The English dubbing aside (which isn’t bad), the changes wrought by Shelton are subtle, but they add up. Roughly six minutes were shorn from the initial 90-minute runtime, and many of those minutes occur, surprisingly given Shelton’s exploitive bent (from the poster: “Beautiful women were the victims of his FIENDISH FACIALS!!!”), in the face lifting sequence. Several cuts also occur in the hospital set climax, in which Dr. Génessier’s tender side is shown in his attention to a sickly young boy who doesn’t appear in the HORROR CHAMBER version. We also get trims to Franju’s many lingering close-ups, and added music and chirping bird ambiance played over scenes that in EYES take place in eerie silence.
The English dubbing aside (which isn’t bad), the changes wrought by Shelton are subtle, but they add up.
The result of all these changes is a disaffected and exploitive film that Clive Barker, a huge fan of EYES, dismissed as “bastardized and terrible.” Author Barry Atkinson went even farther, accusing Shelton of “pandering to the drive-in, sensation-seeking brigade rather than a discerning clientele who would appreciate the movie for what it really was.” I say the situation is a bit more complex than the “EYES WITHOUT A FACE good-HORROR CHAMBER OF DR. FAUSTUS bad” dichotomy those quotes suggest.
HORROR CHAMBER is certainly the more overtly surreal of the two films. Franju was known to consort with surrealists, a group that, let’s not forget, rejected artiness and affectation, as reflected in their disparagement of the overtly poetic cinema of Jean Epstein, whose FALL OF THE HOUSE OF USHER/La chute de la maison Usher (1928) is quite complimentary to EYES WITHOUT A FACE (as opposed to the more cynical and black humored films of Luis Bunuel, who worked as a production assistant on USHER and spent much of the rest of his life disparaging the film and its maker).

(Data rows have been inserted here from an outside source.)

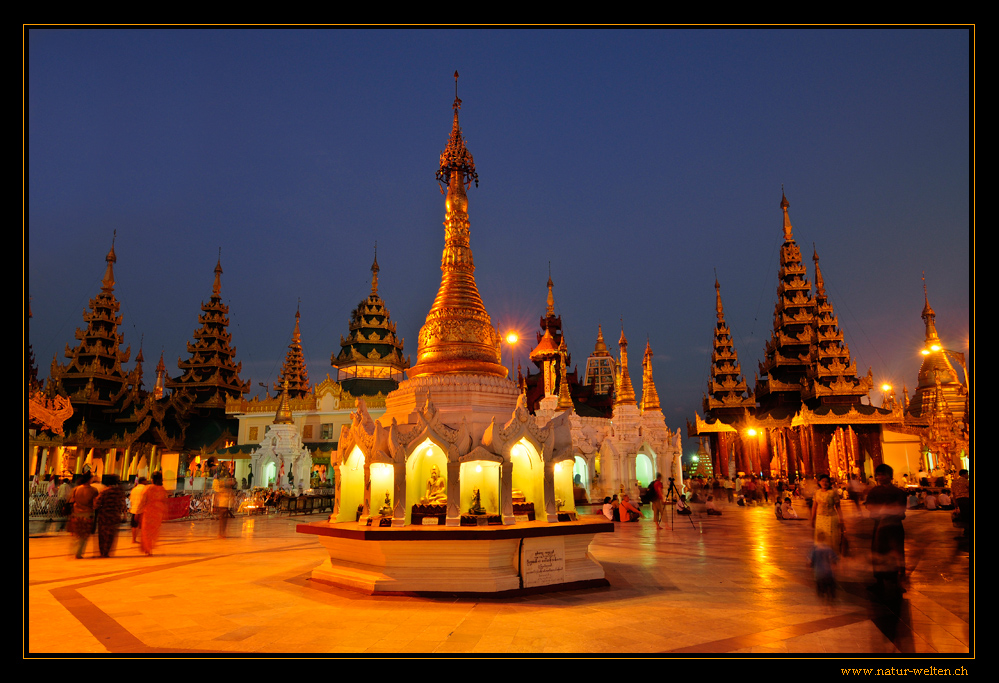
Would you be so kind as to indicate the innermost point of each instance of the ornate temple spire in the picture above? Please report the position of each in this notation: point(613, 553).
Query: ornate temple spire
point(650, 397)
point(787, 352)
point(458, 336)
point(600, 348)
point(158, 388)
point(370, 361)
point(210, 375)
point(937, 376)
point(550, 310)
point(283, 413)
point(784, 204)
point(929, 318)
point(564, 397)
point(94, 379)
point(294, 377)
point(107, 283)
point(831, 375)
point(820, 287)
point(625, 392)
point(217, 286)
point(727, 391)
point(600, 371)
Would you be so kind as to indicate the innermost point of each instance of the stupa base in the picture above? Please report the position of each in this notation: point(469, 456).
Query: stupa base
point(527, 557)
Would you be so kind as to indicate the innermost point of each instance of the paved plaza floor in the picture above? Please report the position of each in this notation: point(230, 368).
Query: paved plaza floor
point(731, 585)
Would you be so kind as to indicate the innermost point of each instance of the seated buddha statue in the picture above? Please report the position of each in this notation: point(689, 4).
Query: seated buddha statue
point(436, 489)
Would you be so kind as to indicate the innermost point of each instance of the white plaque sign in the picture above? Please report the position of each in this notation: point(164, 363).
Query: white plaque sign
point(542, 561)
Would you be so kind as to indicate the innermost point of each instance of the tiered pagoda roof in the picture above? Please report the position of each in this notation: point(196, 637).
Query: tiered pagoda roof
point(940, 394)
point(787, 355)
point(624, 393)
point(458, 336)
point(210, 375)
point(294, 377)
point(94, 379)
point(831, 377)
point(552, 358)
point(600, 367)
point(650, 396)
point(370, 361)
point(727, 394)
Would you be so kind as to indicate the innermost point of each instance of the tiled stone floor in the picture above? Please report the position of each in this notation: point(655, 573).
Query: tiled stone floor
point(731, 584)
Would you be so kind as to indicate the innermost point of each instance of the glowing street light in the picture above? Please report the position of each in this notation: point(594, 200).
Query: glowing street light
point(512, 338)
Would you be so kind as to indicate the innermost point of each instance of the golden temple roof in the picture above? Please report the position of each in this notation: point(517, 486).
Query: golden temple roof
point(650, 397)
point(625, 392)
point(458, 336)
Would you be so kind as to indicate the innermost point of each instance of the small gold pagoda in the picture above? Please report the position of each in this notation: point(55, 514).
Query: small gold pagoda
point(458, 336)
point(370, 362)
point(294, 377)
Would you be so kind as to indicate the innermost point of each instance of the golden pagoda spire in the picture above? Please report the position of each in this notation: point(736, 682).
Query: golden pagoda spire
point(160, 375)
point(820, 288)
point(550, 311)
point(458, 336)
point(600, 348)
point(787, 219)
point(107, 283)
point(625, 392)
point(374, 273)
point(650, 397)
point(719, 312)
point(929, 316)
point(283, 414)
point(564, 397)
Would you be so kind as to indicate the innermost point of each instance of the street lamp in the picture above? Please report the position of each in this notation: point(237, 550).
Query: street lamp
point(511, 339)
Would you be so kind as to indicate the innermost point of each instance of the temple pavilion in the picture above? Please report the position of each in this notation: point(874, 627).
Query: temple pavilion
point(289, 440)
point(933, 435)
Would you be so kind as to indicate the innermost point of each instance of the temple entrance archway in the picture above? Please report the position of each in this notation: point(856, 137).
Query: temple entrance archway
point(419, 469)
point(645, 471)
point(351, 486)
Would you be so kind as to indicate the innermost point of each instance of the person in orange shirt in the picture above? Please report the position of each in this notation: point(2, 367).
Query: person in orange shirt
point(629, 513)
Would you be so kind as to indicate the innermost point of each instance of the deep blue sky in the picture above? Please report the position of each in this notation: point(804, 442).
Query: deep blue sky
point(637, 162)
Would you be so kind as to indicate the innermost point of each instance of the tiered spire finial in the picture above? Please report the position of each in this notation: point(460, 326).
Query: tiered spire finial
point(456, 160)
point(784, 204)
point(726, 388)
point(650, 396)
point(625, 392)
point(458, 336)
point(294, 376)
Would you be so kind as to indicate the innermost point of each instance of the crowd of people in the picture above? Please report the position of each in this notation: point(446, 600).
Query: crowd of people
point(883, 501)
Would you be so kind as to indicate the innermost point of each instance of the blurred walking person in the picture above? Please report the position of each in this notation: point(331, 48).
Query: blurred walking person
point(153, 510)
point(134, 500)
point(81, 519)
point(886, 505)
point(109, 506)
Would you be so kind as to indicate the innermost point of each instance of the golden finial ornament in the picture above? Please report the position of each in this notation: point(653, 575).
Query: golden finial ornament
point(458, 336)
point(787, 219)
point(625, 392)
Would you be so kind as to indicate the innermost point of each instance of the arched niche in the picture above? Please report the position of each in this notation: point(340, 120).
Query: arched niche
point(484, 475)
point(270, 473)
point(563, 485)
point(419, 465)
point(528, 474)
point(581, 469)
point(382, 483)
point(351, 486)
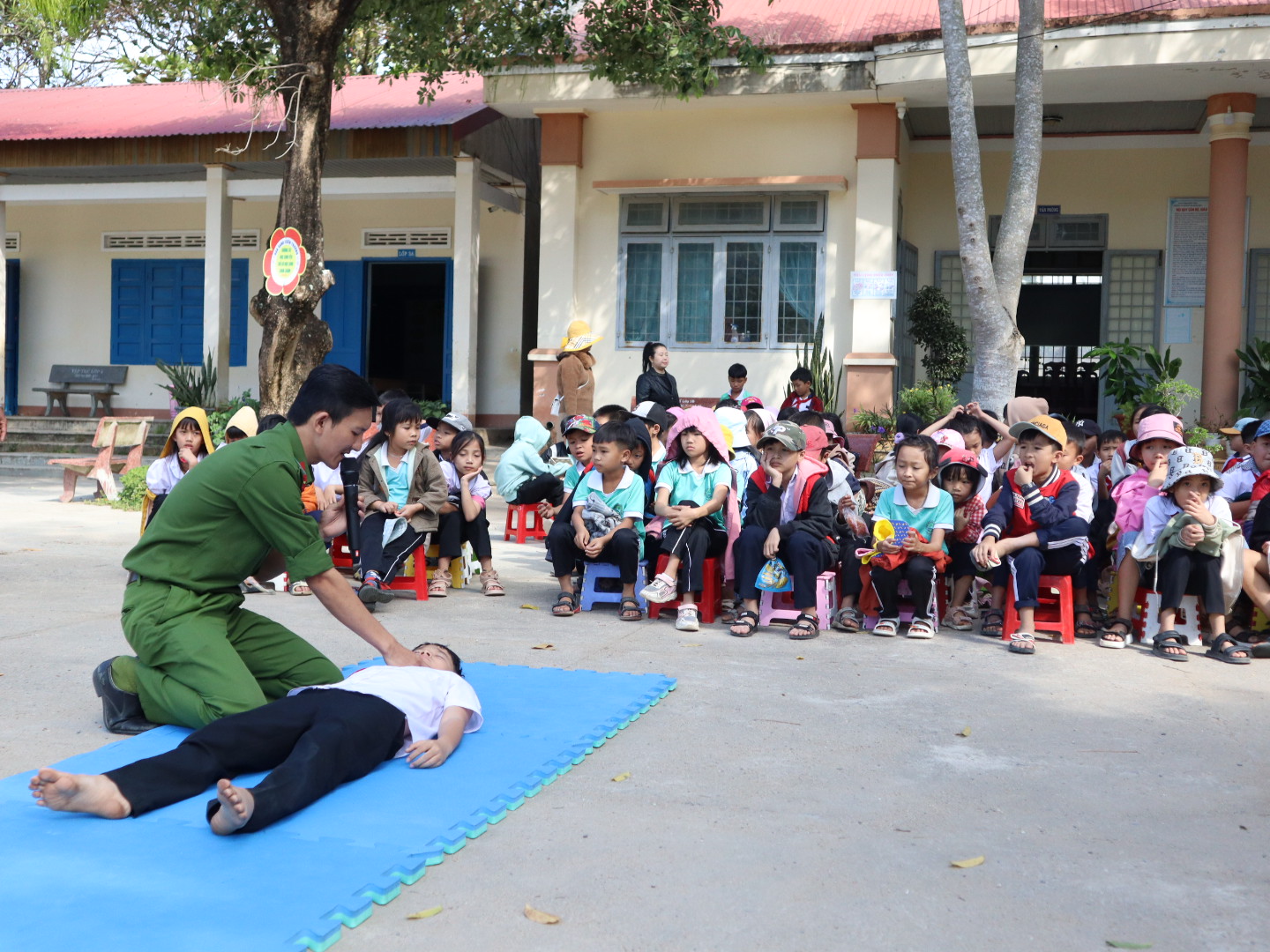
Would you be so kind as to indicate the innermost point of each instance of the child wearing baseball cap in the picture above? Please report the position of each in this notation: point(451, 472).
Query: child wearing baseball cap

Yet the surrealists quite enjoyed potboilers, and THE HORROR CHAMBER OF DR. FAUSTUS, with its B movie façade that has the effect of enhancing the strangeness of the material, would seem right up the surrealist alley. The aforementioned surrealist-affiliated documentarian Jean Painlevé, a key influence on Franju, was known for the tonal dissonance of his films (in which, among other oddities, undersea footage was accompanied by bouncy circus-appropriate music), and tonal dissonance is a defining aspect of HORROR CHAMBER.
With such bizarre material, sometimes it’s the non-artistic approach that works best. In this sense THE HORROR CHAMBER OF DR. FAUSTUS’ lack of artistry functions in its favor, with some elements, such as the still photo montage of Edith Scob’s decomposing face, working better here than they did in the original version.
I’m not saying HORROR CHAMBER is better than its antecedent, just that it deserves a closer look than it’s thus far received. Then again, though, maybe I am saying THE HORROR CHAMBER OF DR. FAUSTUS is superior to EYES WITHOUT A FACE, as in recent years I’ve been finding myself returning more and more to that Sinister Cinema VHS, while my Criterion DVD continues to gather dust.